Les complications de la coloscopie surviennent plus fréquemment chez les patients âgés. Dans une revue récente, le taux d’événements indésirables composites (perforation, saignement, complications cardiovasculaires ou pulmonaires) chez les patients de plus de 65 ans était de 25,9 événements pour 1 000 coloscopies, et chez les plus de 80 ans, il était de 34,8 pour 1 000 coloscopies. Ce sont des taux beaucoup plus élevés que ceux publiés dans la littérature pour la coloscopie en général. Les patients de plus de 65 ans ont un risque de perforation 30% plus élevé, qui est la complication la plus grave de la procédure. Je me souviens d’un cas récent dans lequel un homme de 79 ans souffrant d’une maladie cardiaque importante a subi une coloscopie pour évaluer l’anémie, a subi une perforation sigmoïde dans le cadre d’une maladie diverticulaire importante et a survécu à une intervention chirurgicale d’urgence, mais est décédé dans les 24 heures suivant la chirurgie.
Malheureusement, aucun test de dépistage n’est parfait à 100%. Une étude canadienne rétrospective a montré que, pour ceux — comme le patient dans le scénario de cas — avec une coloscopie de base négative, le risque de cancer était de 45% inférieur à celui de la population générale 5 ans après le dépistage et de 72% inférieur 10 ans après le dépistage. Des cancers à intervalle ont été rapportés chez 0,3 à 0,9% des patients atteints d’adénomes ayant subi une polypectomie. Cependant, dans une étude récente portant sur 1 256 patients ayant subi des coloscopies répétées 5 ans après un examen de base négatif, aucun cancer n’a été détecté lors du deuxième examen.
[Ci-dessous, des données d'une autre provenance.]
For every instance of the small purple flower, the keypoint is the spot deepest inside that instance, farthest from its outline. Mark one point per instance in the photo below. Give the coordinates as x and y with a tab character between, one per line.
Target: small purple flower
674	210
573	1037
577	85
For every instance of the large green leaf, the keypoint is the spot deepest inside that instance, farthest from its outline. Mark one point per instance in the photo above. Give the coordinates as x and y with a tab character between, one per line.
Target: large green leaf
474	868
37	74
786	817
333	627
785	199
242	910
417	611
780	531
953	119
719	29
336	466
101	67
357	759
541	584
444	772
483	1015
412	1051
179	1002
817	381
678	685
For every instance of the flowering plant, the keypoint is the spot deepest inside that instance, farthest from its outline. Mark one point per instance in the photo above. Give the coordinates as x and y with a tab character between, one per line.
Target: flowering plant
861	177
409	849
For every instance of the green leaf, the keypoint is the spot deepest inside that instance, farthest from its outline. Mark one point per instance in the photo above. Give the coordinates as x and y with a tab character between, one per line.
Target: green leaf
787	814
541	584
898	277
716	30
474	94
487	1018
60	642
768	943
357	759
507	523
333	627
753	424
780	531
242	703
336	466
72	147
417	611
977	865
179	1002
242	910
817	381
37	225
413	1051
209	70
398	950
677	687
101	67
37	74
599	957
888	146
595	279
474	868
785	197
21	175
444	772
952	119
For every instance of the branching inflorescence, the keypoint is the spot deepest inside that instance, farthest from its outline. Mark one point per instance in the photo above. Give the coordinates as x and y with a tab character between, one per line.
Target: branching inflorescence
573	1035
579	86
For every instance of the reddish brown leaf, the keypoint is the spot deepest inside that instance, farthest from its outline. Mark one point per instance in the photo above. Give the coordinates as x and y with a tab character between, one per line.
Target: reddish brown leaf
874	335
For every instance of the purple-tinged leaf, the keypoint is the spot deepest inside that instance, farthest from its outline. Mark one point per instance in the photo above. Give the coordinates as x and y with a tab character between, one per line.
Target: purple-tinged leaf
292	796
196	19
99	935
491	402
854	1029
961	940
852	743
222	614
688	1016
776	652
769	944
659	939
Le paternalisme agit dans l’intérêt supérieur des patients malgré leurs souhaits. Le Dr Gresher fait preuve d’un paternalisme passif et non acquiescent en n’étant pas d’accord avec le choix de son patient de faire quelque chose. Une autre approche des soins aux patients est la prise de décision partagée. Cela implique une délibération rationnelle pour parvenir à une décision commune qui « satisfait l’intérêt supérieur du patient”. Le Dr Gresher devrait examiner les informations pertinentes concernant les risques et les avantages de la coloscopie avec M. Eckler et voir si une décision mutuelle peut être prise. Dr. Gresher devra également souligner que l’assurance-maladie ne paiera que pour une coloscopie de dépistage tous les 120 mois, ce qui peut affecter le désir de M. Eckler d’en subir une 84 mois après sa dernière.